Is there a way to get Hive queries to run on Spark 2.x with CDH 5.10.x or higher?
This post makes me think there is:
But then this doc link makes me think there is not (yet):
If not, is there any info on when we will be able to run Hive queries on CDH using Spark 2.x?
At the time of this writing (latest version are CDH 5.13.1 / Spark 2.2.x) Hive on Spark2 is not supported. See our documentation:
"Hive-on-Spark is a CDH component that has a dependency on Spark 1.6. Because CDH components do not have any dependencies on Spark 2, Hive-on-Spark does not work with the Cloudera Distribution of Apache Spark 2."

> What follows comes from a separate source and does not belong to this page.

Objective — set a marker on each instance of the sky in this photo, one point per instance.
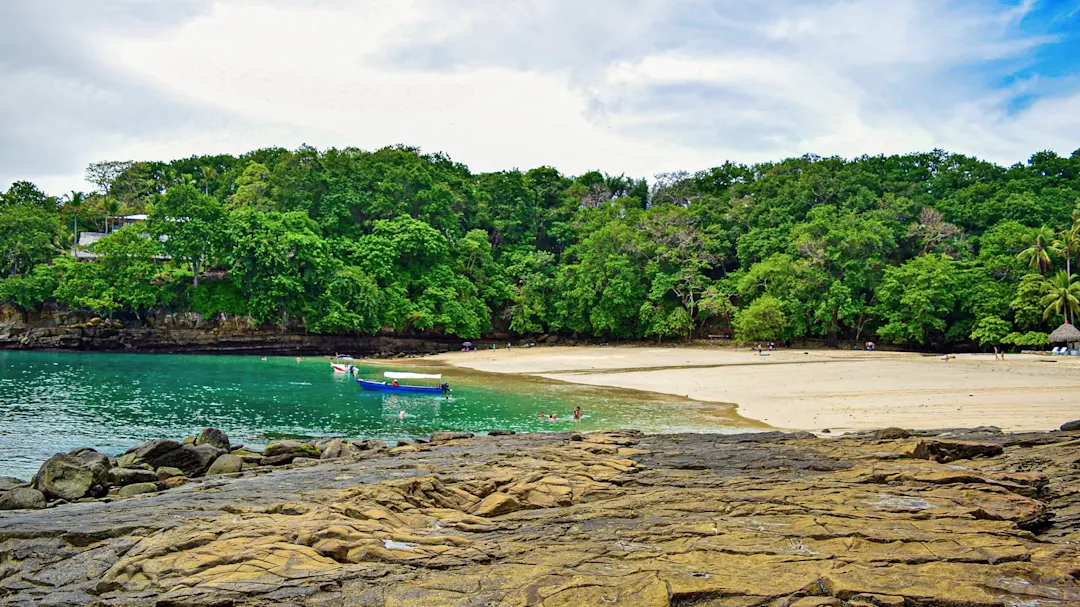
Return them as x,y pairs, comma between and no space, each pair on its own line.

The referenced Spark 2 announcement was about a Hive issue inside Spark2 (which means it appeared when using HiveContext inside Spark2).
Currently we do not have plans / schedules when Hive on Spark2 will be supported. Until then of course you can use Spark2 (spark2-shell, spark2-submit) and execute Hive queries using HiveContext.
I hope this answers your question.
Customer Operations Engineer
I am trying to use Hive on Spark2 , but I am not able to activate it.
I am using CDH 5.16.2 and installed Spark2 ( with the help of CSD) SPARK2_ON_YARN-2.4.0.
May I know whether Hive on Spark2 is still not supported?
Thanks in advance.
With CDH 5.x, Hive on Spark2 is still not supported.
In CDH 6.x versions only Spark2 is available (there is no more separate parcel for it), so with that you can have Hive on Spark2 and as such it is supported too.